CaliforniaJimbo | March 28, 2019 at 2:52 pm

Dear CPL, You are not Rev. Al Sharpton. You will not slide with the IRS. You not only skipped out on your personal taxes, you did a big No No. You embezzled withholdings from two companies. When the IRS gets through with you, they will garnish the money you earn in the prison laundry.
Remember: Pigs get fed… Hogs get slaughtered.

The coincidence of Nike kneeling and Avenatti’s alleged extortion effort is suspicious. I wonder if this is how social justice schemes and non-profits (e.g. black hole/”whore” hat tip: NAACP) are funded through legitimate businesses.

Haven’t there been a number of fiction novels written about lawyers over extending themselves and getting involved in some borderline schemes that led to their downfall?

I know I’ve read a few police procedurals and other fiction that had the sleazy lawyer getting his comeuppance after going just a little bit too far.

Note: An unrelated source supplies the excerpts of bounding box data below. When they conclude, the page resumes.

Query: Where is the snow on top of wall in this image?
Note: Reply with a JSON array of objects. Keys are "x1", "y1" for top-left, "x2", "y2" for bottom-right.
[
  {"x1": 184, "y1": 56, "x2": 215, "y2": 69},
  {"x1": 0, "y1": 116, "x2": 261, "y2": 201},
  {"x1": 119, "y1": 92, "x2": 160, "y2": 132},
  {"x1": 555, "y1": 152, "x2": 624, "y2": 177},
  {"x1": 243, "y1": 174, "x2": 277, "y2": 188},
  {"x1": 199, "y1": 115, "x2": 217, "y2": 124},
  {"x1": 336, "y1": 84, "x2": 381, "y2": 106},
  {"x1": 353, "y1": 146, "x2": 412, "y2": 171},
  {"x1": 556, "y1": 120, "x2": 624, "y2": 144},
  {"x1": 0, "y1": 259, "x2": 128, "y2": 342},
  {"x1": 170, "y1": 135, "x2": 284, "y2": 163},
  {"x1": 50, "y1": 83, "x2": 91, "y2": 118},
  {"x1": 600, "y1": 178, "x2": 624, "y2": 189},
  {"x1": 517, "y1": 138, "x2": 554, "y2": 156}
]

Too bad Avenatti didn’t read them too.

I can’t blame him for not paying taxes, they’re so out of control as to be ridiculous. 22 trillion in debt and not a single adult in Congress, all kids in a candy store.
I can blame him for taking the tax out of employee checks and spending it on himself. For that put him away for a long, long time.
Here in Michigan our governor ran on fixing the roads. Never did say how she’d find money for it (a dem so you know where this is going). Sure enough, just a couple weeks ago she wants a 45 cent gas tax increase to pay for it. Didn’t hear a single word about cutting spending.